I just passed my one year Fitbit ownership anniversary and this little gadget really has changed my life. Over the first 365 days of owning it I’ve worn it every single day and I’ve averaged over 10,300 steps per day! I’ve lost nearly 10 pounds this past year, and I just feel like I have more energy and I’m definitely less sedentary during a regular day at the office when it’s so easy to just sit there for hours on end.
Looking back on my pre-Fitbit days, I estimate that I walked between 3,000 – 4,000 steps in an average day, so I’ve nearly tripled my walking just by owning this pedometer.
My stride equates to approximately 2,000 steps per mile, so I’m averaging over 5 miles a day, when I was previously averaging less than 2 miles a day. That’s 21 extra miles each week and about 1,100 miles more per year!
What I’m doing to Walk 10,000 Steps a Day
- First and most importantly, I’m tracking my steps. The pedometer attached to my belt makes me constantly look down to check my progress and this spurs me on to take that extra walk if I’m having a “bad walking day”.
- I set benchmarks throughout the day so I know that, for instance, I should be at around 5,000 steps at 1pm. If I’m significantly behind that, I’ll take an extra long walk during lunch.
- This is almost a cliché, but I always park my car as far from the office door as possible. This throws the whole notion of “getting a good spot” on its head. Getting a ‘good spot’ close to the door gets you hundreds of fewer steps and promotes laziness. I easily walk 250 steps each way from my car to my desk.
- Something as simple as going to get a cup of coffee now gets me about 400 steps per cup. Instead of just standing there waiting for the coffee to brew, I take a few laps around my office. It would otherwise be wasted time standing, so why not get 400 steps closer to my goal?
- I take approximately three 10-minute walks throughout the day. I walk about 100 steps per minute, so that’s 3,000 steps right there. This equates to about 3 laps around my office building. If I’m behind for the day I’ll make my lunchtime walk 15-20 minutes and that puts me right back on track
- When I’m talking on the telephone at home, I make sure I’m constantly walking. I’ll often go outside and just do continuous loops around my yard. So a 15 minute conversation with a friend can easily get you another 1,500 steps.

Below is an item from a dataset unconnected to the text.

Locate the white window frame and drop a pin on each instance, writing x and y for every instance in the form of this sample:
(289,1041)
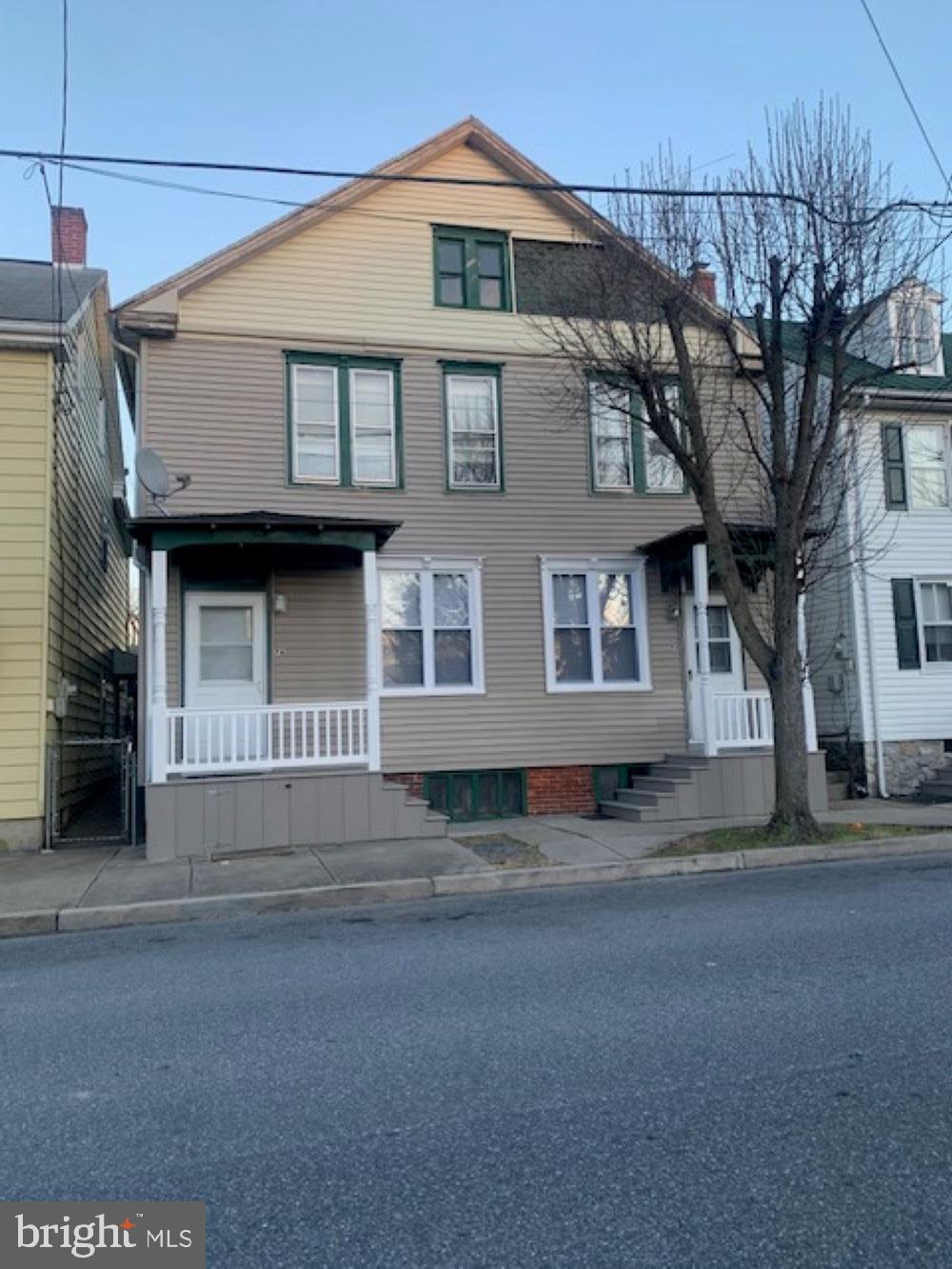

- If I’m planning on watching a TV show on Netflix Streaming, I’ll stream it to a mobile device and watch while I’m walking. So this feels like leisurely TV time, but during a 40 minute show I’ll easily log 4,000 steps. That’s 2 miles while watching just one TV show!
These are just some of the many things I now do regularly to get my 10,000 steps in each day. It really has become a fun game and I like to see how many steps I can average in a given week or month. My best month was over 12,000 per day, which I was really pleased with!
Little changes like this can add up to big results over time; I was already fairly fit to begin with, but as I mentioned above, even this little change helped me drop nearly 10 pounds in one year. I highly suggest purchasing a pedometer and wearing it each and every day.